Шрифт:
Интервал:
Закладка:
Строку за строкой цитирует Плевако некрасовские стихи, исподволь сталкивая текст романса с теми событиями, которые привели к трагическому исходу. «С детства тебя не взлюбила судьба, суров был отец твой угрюмый…» «Да не на радость сошлась и со мной…» По лицам присяжных он понимает, что это прямое — слишком грубое, если хотите, — сопряжение песни и жизни доступнее их пониманию, чем любые умственные изыски, и — еще того больше — оно задевает и какие-то личные струны в их душах. Ведь они не только судьи, но еще и «обыкновенные люди», и значит, ничто человеческое им не чуждо. Воздействие эмоциональное оказывается сильнее рационального, сколь бы зыбким ни было первое и сколь бы бесспорным второе. Стихотворная цитата приближается к концу, и Плевако итожит: «Под горькие слова романса: «Или пошла ты дорогой обычной и роковая свершилась судьба?» свершается преступление: звучит выстрел»…
Исход дела для Плевако уже очевиден, но он не забыл про главный аргумент прокурора. Отвечать противнику — формально это не обязательно, но правила судебной этики непререкаемы. Где к тому же гарантия, что хотя бы один присяжный не воспринял прокурорскую речь впрямую — с обвнительным уклоном? Пусть тогда вспомнит прокурорские аргументы и соотнесет их с тем впечатлением, которое осталось у него уже теперь — после защитительной речи.
— Я знаю, что преступление должно быть наказано и зло уничтожено силой карающего суда. Но присмотритесь к тогда еще семнадцатилетней Качке и скажите — что она? Зараза, которую нужно уничтожить, или зараженная, которую нужно пощадить и лечить? Не с ненавистью, а с любовью судите, если хотите не мести, а правды.

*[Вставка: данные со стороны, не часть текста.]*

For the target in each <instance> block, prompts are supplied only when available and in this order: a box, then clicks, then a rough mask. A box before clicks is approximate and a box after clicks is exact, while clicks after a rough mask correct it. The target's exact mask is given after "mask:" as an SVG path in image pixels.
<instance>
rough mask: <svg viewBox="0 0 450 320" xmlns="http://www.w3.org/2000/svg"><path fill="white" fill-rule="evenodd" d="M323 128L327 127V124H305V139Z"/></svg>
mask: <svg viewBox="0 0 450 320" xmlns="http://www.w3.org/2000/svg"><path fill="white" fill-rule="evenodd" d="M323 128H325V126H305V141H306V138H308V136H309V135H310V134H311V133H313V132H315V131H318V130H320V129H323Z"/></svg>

В сущности, Плевако произнес лишь общие слова, взывая к чувствам своих очарованных слушателей и уклонившись от юридического анализа. Но в этом анализе уже и не было вовсе нужды — его осуществил прокурор. Его речь несокрушима, ибо отличалась железной логикой, точностью оценок, безупречным сочетанием права и этики. Поэтому-то, внешне противореча друг другу, и обвинительная, и защитительная речи вели к одному итогу: закон нарушен, но совесть не позволяет бездушно констатировать это. Она требует для справедливого приговора того поправочного коэффициента, без которого суд превращается в судилище, в торжество холодного прагматизма машины над непонятой, беззащитной душой.
Прошло всего четыре часа после того, как процесс по делу Горбик начался, а прокурор уже отбарабанил свою надрывную речь, и слово предоставили адвокату. Я почему-то предполагал, что это произойдет на следующий день, и у меня хватит времени, чтобы подготовиться основательней. Но суду давным-давно все уже было ясно, приговор написан — если не на бумаге, то в голове, — прения сторон оказались не более чем данью постылой формальности, так что в общем-то готовиться и впрямь было не к чему, а слушать меня собиралась, по-моему, только дама с седыми буклями, да и то потому, что ей не терпелось проявить клокотавшее в ней возмущение: защищает, стервец, распутницу и убийцу!
Поддавшись искушению схлестнуться с прокурором, я вызвал судейский гнев, который едва не привел к краху моей адвокатской карьеры.
— Уважаемый суд! — начал я свое слово. — Товарищ прокурор, еще не выслушав речи защитника, назвал все, что я скажу, глупостью и чепухой, а меня самого ненормальным. Мое положение лучше: я выслушал его речь, и у меня есть больше оснований для тех же выводов, но я этого делать не стану — ведь вы сами сумеете разобраться в том, кто и что здесь говорит.
На этом месте я был прерван — загремел нежданно прорвавшийся, зычный голос чуть ли не спавшего во время процесса судьи.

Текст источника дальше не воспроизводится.